Apprendre l'humilité et la dépendance, être réduit ou promu, à l'état d'enfant. Accepter d'être un enfant. Redevenir un enfant pour entrer dans le Royaume.

98 ans

A 98 ans je découvre que plus je monte en âge, plus les événements du jour se réduisent et diminuent en importance. Actuellement, je peux jouir d'une vue plus large, plus complète et plus près de la vraie réalité.

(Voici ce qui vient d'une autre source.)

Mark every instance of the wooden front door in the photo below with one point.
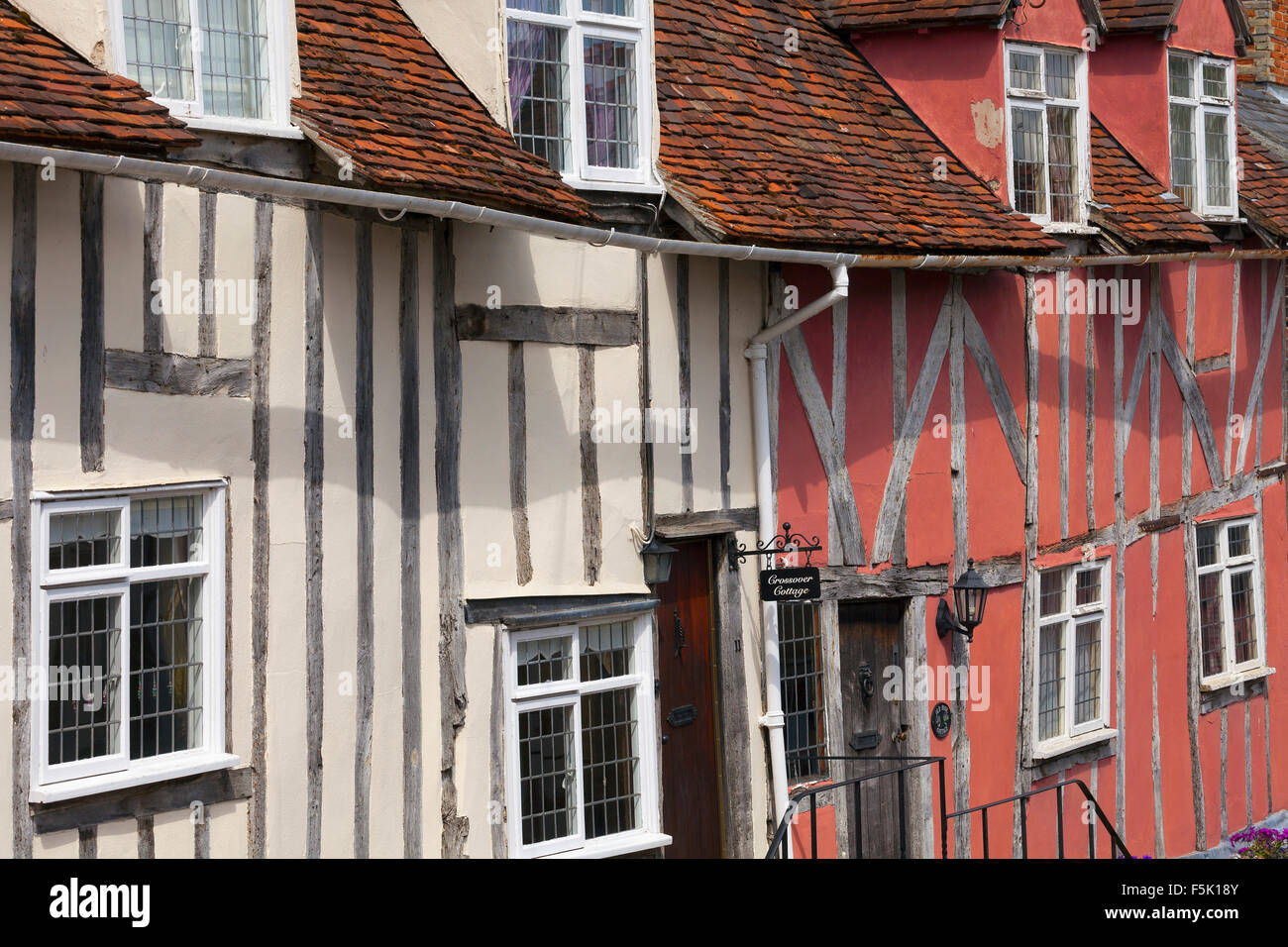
(871, 724)
(687, 661)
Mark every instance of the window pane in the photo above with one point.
(1025, 71)
(1210, 622)
(606, 651)
(802, 672)
(235, 58)
(545, 660)
(84, 680)
(1180, 76)
(1237, 540)
(1052, 592)
(165, 531)
(159, 47)
(77, 540)
(1051, 681)
(165, 667)
(1063, 157)
(1216, 154)
(546, 775)
(1205, 541)
(616, 8)
(1215, 81)
(1244, 611)
(1183, 154)
(539, 90)
(1087, 591)
(610, 762)
(612, 123)
(1061, 81)
(1028, 166)
(1086, 684)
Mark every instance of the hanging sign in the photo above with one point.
(790, 585)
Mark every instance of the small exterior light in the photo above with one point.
(970, 595)
(657, 561)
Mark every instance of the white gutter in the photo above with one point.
(196, 175)
(773, 719)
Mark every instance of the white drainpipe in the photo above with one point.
(758, 355)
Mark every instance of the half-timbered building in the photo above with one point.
(366, 359)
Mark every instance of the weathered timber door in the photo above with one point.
(871, 723)
(687, 661)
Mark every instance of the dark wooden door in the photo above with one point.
(870, 643)
(691, 776)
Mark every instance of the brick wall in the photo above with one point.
(1267, 56)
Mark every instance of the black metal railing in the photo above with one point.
(780, 847)
(1116, 843)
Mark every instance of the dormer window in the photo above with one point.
(1046, 134)
(578, 75)
(1201, 111)
(215, 63)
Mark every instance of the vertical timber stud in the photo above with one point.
(313, 479)
(591, 508)
(900, 393)
(1121, 431)
(206, 329)
(840, 359)
(725, 398)
(1157, 771)
(1090, 356)
(91, 322)
(408, 484)
(451, 577)
(261, 536)
(518, 401)
(961, 549)
(683, 351)
(365, 482)
(1061, 296)
(22, 419)
(1028, 604)
(1192, 684)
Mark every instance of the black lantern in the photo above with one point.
(657, 561)
(970, 594)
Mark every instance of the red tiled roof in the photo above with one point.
(1136, 209)
(1263, 185)
(807, 147)
(875, 14)
(51, 94)
(376, 91)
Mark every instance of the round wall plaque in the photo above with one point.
(940, 719)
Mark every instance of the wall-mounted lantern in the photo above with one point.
(657, 561)
(970, 594)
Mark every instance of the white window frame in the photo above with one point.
(568, 693)
(281, 31)
(1031, 98)
(1203, 106)
(580, 24)
(1224, 565)
(52, 784)
(1073, 735)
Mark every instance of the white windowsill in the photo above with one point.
(1059, 748)
(1222, 682)
(138, 776)
(241, 127)
(617, 845)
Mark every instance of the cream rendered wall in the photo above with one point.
(469, 35)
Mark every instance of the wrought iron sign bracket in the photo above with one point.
(786, 543)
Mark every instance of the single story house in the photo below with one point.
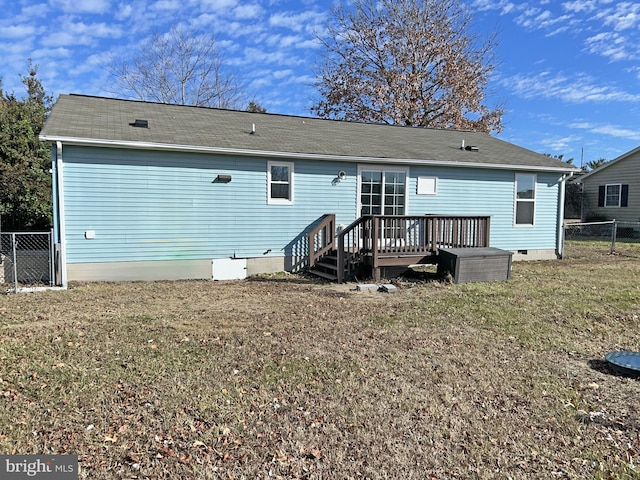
(148, 191)
(612, 191)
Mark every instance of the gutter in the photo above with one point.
(292, 155)
(61, 217)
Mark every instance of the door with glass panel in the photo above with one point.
(383, 192)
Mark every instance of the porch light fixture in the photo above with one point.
(223, 178)
(140, 123)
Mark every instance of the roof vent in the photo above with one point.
(140, 123)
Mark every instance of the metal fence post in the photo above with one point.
(51, 266)
(614, 232)
(15, 263)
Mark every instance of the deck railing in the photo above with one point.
(322, 238)
(384, 237)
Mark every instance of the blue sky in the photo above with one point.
(568, 71)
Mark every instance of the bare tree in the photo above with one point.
(179, 67)
(406, 62)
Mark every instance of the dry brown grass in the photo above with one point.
(284, 377)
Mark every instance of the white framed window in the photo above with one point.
(612, 195)
(427, 185)
(280, 183)
(383, 190)
(525, 199)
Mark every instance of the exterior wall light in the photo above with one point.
(223, 178)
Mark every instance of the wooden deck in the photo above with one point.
(378, 241)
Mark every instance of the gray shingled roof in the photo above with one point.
(97, 120)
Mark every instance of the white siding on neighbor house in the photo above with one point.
(624, 172)
(145, 205)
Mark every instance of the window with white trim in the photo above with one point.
(280, 181)
(612, 195)
(525, 199)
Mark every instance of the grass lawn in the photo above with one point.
(286, 377)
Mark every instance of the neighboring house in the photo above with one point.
(156, 191)
(612, 191)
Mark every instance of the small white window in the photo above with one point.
(280, 181)
(427, 185)
(525, 199)
(612, 195)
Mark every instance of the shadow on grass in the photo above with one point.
(607, 368)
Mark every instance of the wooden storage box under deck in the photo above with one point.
(468, 265)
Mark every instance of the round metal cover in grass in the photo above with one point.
(625, 361)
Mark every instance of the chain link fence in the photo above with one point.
(584, 240)
(26, 260)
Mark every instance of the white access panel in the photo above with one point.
(228, 269)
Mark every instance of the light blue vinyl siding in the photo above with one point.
(491, 192)
(146, 205)
(149, 205)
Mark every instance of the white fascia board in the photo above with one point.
(293, 155)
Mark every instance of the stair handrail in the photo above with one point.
(347, 254)
(322, 238)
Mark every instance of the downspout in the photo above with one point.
(560, 239)
(60, 213)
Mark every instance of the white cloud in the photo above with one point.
(247, 12)
(580, 6)
(79, 33)
(577, 88)
(298, 22)
(504, 6)
(611, 45)
(608, 129)
(17, 31)
(167, 5)
(560, 144)
(625, 16)
(217, 5)
(82, 6)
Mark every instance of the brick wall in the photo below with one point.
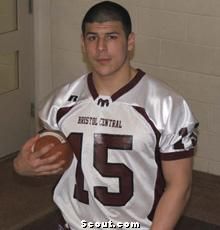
(176, 41)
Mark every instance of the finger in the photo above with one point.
(40, 153)
(53, 172)
(49, 160)
(49, 168)
(28, 145)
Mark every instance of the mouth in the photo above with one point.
(103, 60)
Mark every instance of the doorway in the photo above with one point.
(16, 74)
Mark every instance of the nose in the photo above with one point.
(101, 45)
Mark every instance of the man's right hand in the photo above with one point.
(29, 163)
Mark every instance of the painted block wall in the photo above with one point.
(176, 41)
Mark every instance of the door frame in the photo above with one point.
(42, 52)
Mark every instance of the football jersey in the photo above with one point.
(118, 142)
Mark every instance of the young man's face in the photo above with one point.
(106, 47)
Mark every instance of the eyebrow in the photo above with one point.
(94, 33)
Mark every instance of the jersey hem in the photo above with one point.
(177, 155)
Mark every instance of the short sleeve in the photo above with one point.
(48, 111)
(179, 136)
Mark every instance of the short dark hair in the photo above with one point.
(108, 11)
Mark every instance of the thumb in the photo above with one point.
(28, 145)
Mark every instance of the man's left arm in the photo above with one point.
(178, 178)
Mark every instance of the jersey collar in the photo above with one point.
(121, 91)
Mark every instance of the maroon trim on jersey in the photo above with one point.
(62, 111)
(160, 181)
(129, 85)
(176, 155)
(121, 91)
(91, 86)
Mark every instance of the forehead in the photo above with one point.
(104, 27)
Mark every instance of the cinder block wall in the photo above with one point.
(177, 41)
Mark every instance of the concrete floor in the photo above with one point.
(26, 202)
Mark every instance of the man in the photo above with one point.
(133, 137)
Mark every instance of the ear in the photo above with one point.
(82, 43)
(131, 41)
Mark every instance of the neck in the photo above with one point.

Ce qui se passe au niveau de la rue devient progressivement très petit, vu du dernier étage.

A quoi passes-tu ton temps ?

A quoi passes-tu ton temps compte tenu que tu ne peux plus lire ni écrire, même par ordinateur ». Vu l'âge Il m'arrive bien souvent de m'assoupir dans mon fauteuil. A part ça, nombres de souvenirs se réveillent et j'en jouis à l'aise. Conclusion : je reconnais avoir été privilégié et protégé tout au long de mes jours. Je me souviens de mes premières années : « Merci papa, merci maman, merci mes frères et sœurs, ... ». Mes années de formation et très particulièrement les années de guerre 40-45, dont les 3 mois de l'exode en France en été. Les 5 ans de guerre qui ont suivit : avec les privations, le froid et les engelures au doigts, la faim, les inquiétudes... Très spécialement la matinée du lundi 6 septembre 1944, lors de la libération d'Anvers. Elle occupe une place très particulière dans mes souvenirs; ça me revient régulièrement, c'est presque une obsession. Un merci tout spécial au Seigneur pour sa protection et sa providence. «Il n'y a pas de plus grand amour que de donner sa vie pour ceux qu'on aime » ou pas encore. Risquer sa vie pour que les autres vivent. Tant de souvenirs se bousculent en désordre dans ma mémoire, que je ne peux pas les évoquer ici et maintenant. Je les sirote bien à mon aise, les yeux fermés et en silence. Merci à tous ceux qui remplissent ou animent ces innombrables souvenirs. Mais pourquoi une telle protection ?

La musique.

Il y a aussi la musique. Je ne suis pas mélomane ni musicien. Maman n'a pas eu le temps de nous bercer et nous endormir avec de belles berceuses. Mais j'aime la musique, surtout une certaine musique. Dans ma retraite forcée j'entends comme une voix qui, dans le silence qui ouvre à un nouveau monde, un monde sans limite de temps, sans longueur ni largeur. Que c'est bon, que c'est beau. Merci aux artistes, merci à l'IMEP à Namur, qui forme les artistes et dont j'ai même pu être administrateur pendant 20 ans. La musique prend de plus en plus de place dans mon cinéma intérieur. Pour moi elle est un peu comme un trou dans les nuages et qui découvre un monde infini comme pour les trois apôtres au jour de la Transfiguration sur le Mont Thabor « Pouvons-nous construire trois tentes... » - « Reste avec nous... » . Merci pour ce coup d'œil sur le Monde Nouveau (Dvorak)

Mémoire

Merci pour la mémoire qui me permet de réveiller mes souvenirs. Mais tout aussi merci pour ma faculté de pouvoir oublier. Pouvoir oublier et pardonner. C'est une faculté que le Créateur m'a donné pour m'aider à vivre en toute sérénité et paix avec mon entourage « Nous sommes tous Frères ! » (Fratelli tutti). La grâce de pouvoir oublier. Merci pour mes oublis.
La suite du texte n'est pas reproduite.